Support the Yallourn Power Workers


On November 2nd last year LaTrobe Valley power workers turned out the lights in Melbourne – this was unprecedented action. They were fed up with the plotting of Yallourn Energy – then owners of Yallourn Power Station – and the way the Workplace Relations Act was being used to bully them into accepting a massive reduction in hard-fought conditions, and 200 forced redundancies. They have been nearly two years for a new agreement but the company has shown no wish to negotiate

Since November...

Yallourn Energy – now owned by British company China Light and Power (CLAP) - has continued to breach the enterprise agreement and threaten heavy-handed disciplinary procedures.
The Yallourn workers have been forced into arbitration – not because they would not negotiate but because the company refused to begin talking till their seven fundamental principles were accepted.
On top of that workers have had to deal with the fact that the Victorian Supreme Court has gagged the CFMEU and its local representatives with injunctions.
The Victorian government has not come through with its promise of help. It has supported Yallourn Energy in its efforts to serve writs on workers and the union and obtain orders to prevent further protected action.
The power companies in the Valley have collectively taken out writs against 13 CFMEU members and the union, totalling 60 million dollars.

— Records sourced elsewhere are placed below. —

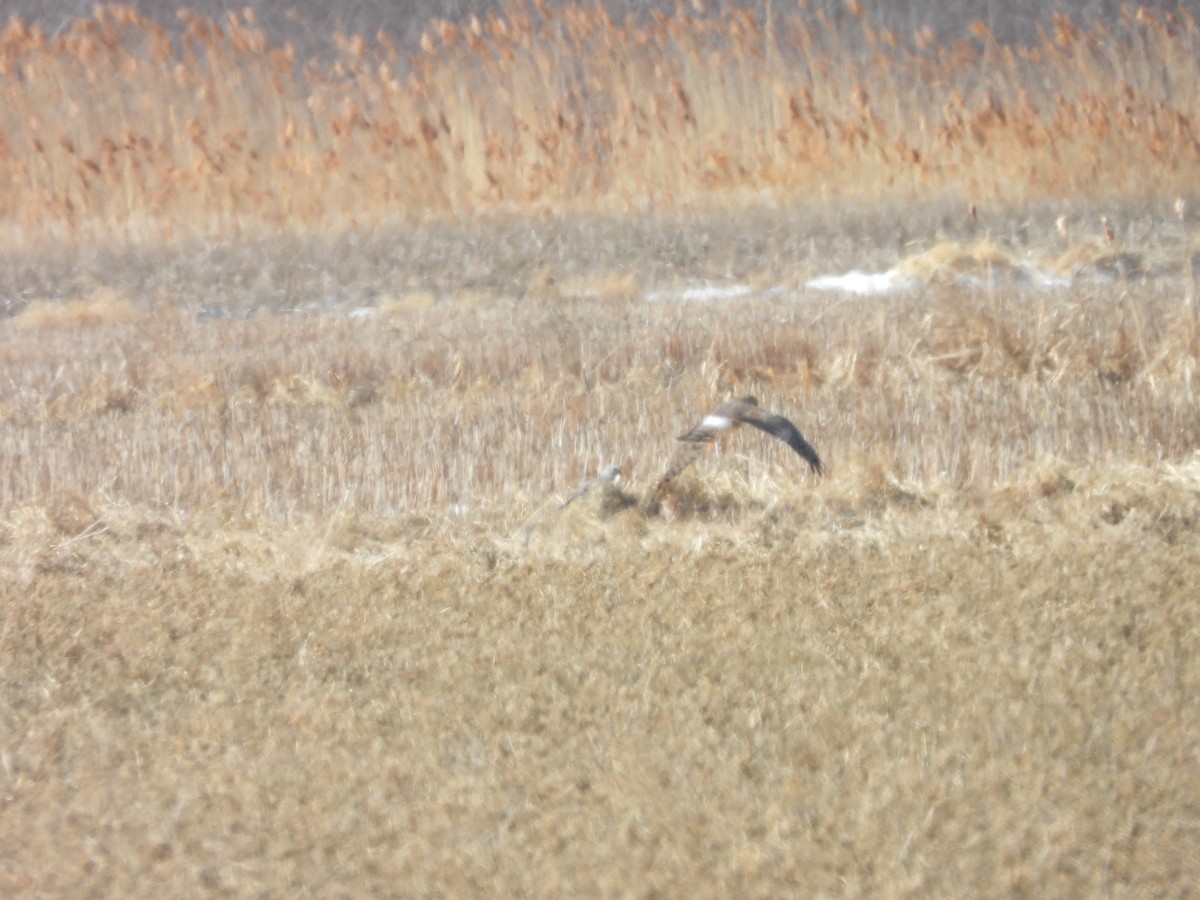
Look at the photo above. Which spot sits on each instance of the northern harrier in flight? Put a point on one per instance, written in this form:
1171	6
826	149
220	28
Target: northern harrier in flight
725	418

The workers have been tied up in the Australian Industrial Relations Commission where appeals to re-open the bargaining period have been rejected.

Seven Deadly Sins

The company claims, which they called the seven fundamental principles were quickly dubbed by workers the seven deadly sins, and became the basis for the document known as EB 2000.They were:


Fight Privatisation

The La Trobe Valley produces the bulk of Melbourne's power. Workers in the Valley have been supplying electricity to Melbourne for eighty years and the current problems in the Valley can be directly linked to the break-up of the SECV and the privatisation of electricity generation and supply.
The permanent workforce has been reduced by nearly 10,000 – its little wonder that the quality of service has declined. The reality of privatisation is not just the loss of jobs and community but an electricity supply which is expensive and unreliable. Like people living through the California power crisis – running a similar system of deregulation to the one being put in place in Victoria – we will soon be paying more for less.
The La Trobe Valley community and the power workers are organizing to re-build an area hit hard by privatisation. They are organizing to save jobs, save a community and ensure a safe, efficient and affordable energy supply for all Victorians.

What's Happening?

After months of appeals, Yallourn workers face arbitration. During the appeals that have been happening since January the presence of supporters inside and outside the Court has been a boost to the workers and a real factor in making the bosses nervous.
The experience of the last few months have made it clear that the IR laws and the courts are not there to provide justice for workers. But a big turn-out at the AIRC will show that power workers are not alone in fighting for decent conditions. If Yallourn Energy succeed in taking away the power workers core conditions – there is no stopping other bosses using the Workplace Relations Act against us all.